Nothing Normal About This Law

Last week, as the prospect of increased fines for protesting loomed, Vladimir Putin teased those concerned about its implications with assurances that he would not sign the bill if it in any way contravened European ‘norms’.  Once it was signed, despite a panorama of raised eyebrows, he stated with certainty that Western Europeans powers have similar laws.  Today in the Moscow Times, Parnas co-founder Vladimir Ryzhkov explains exactly why this argument is specious.  Of seven main points, here’s the first three:

1. The Russian law violates Council of Europe standards by permitting the government to compel citizens to change the location or route of their rally based on arbitrary grounds.
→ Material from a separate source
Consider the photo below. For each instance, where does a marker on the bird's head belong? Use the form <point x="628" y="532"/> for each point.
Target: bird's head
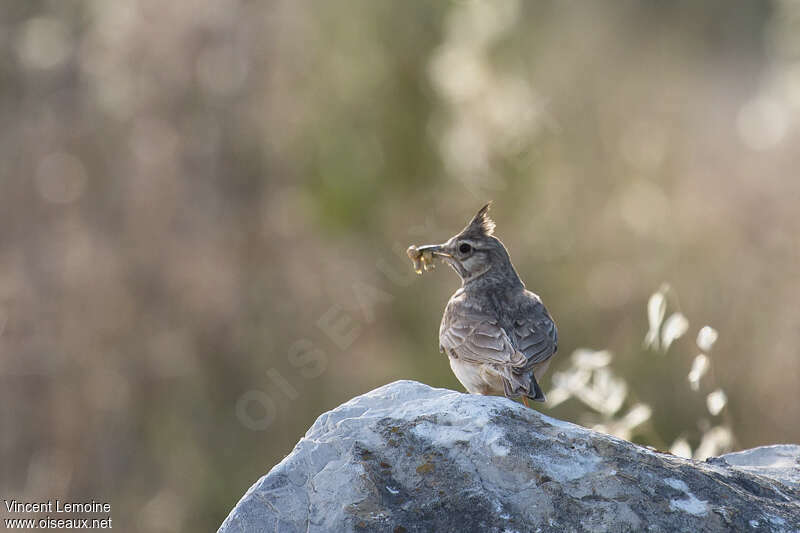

This also violates the European Court of Human Rights’ basic principle that “States must refrain from applying arbitrary measures capable of interfering with the right to assemble peacefully.”

Protest organizers should have the right to choose the location for their rally, taking their target audience into consideration. That right should be the norm rather than the exception. This is stated clearly in the same opinion by the Venice Commission: “An assembly organizer should not be compelled or coerced either to accept whatever alternative(s) the authorities propose, or to negotiate with the authorities about key aspects (particularly the time or place) of a planned assembly. To require otherwise would undermine the very essence of the right to freedom of peaceful assembly.”

2. The Venice Commission finds it unacceptable that a rally or march could be restricted or denied simply on the grounds that it may “cause inconvenience” to the public. It states: “Restrictions are only permitted where an assembly will actually disrupt and a mere possibility of an assembly causing inconvenience does not justify its prohibition. Indeed, inconvenience to designated institutions or to the public, including interference with traffic, should not be as such a sufficient basis for prohibition.”

3. Russian law and partial judges make it impossible for rally organizers to expeditiously challenge a government protest ban or refusal through the courts, essentially stripping them of judicial protection.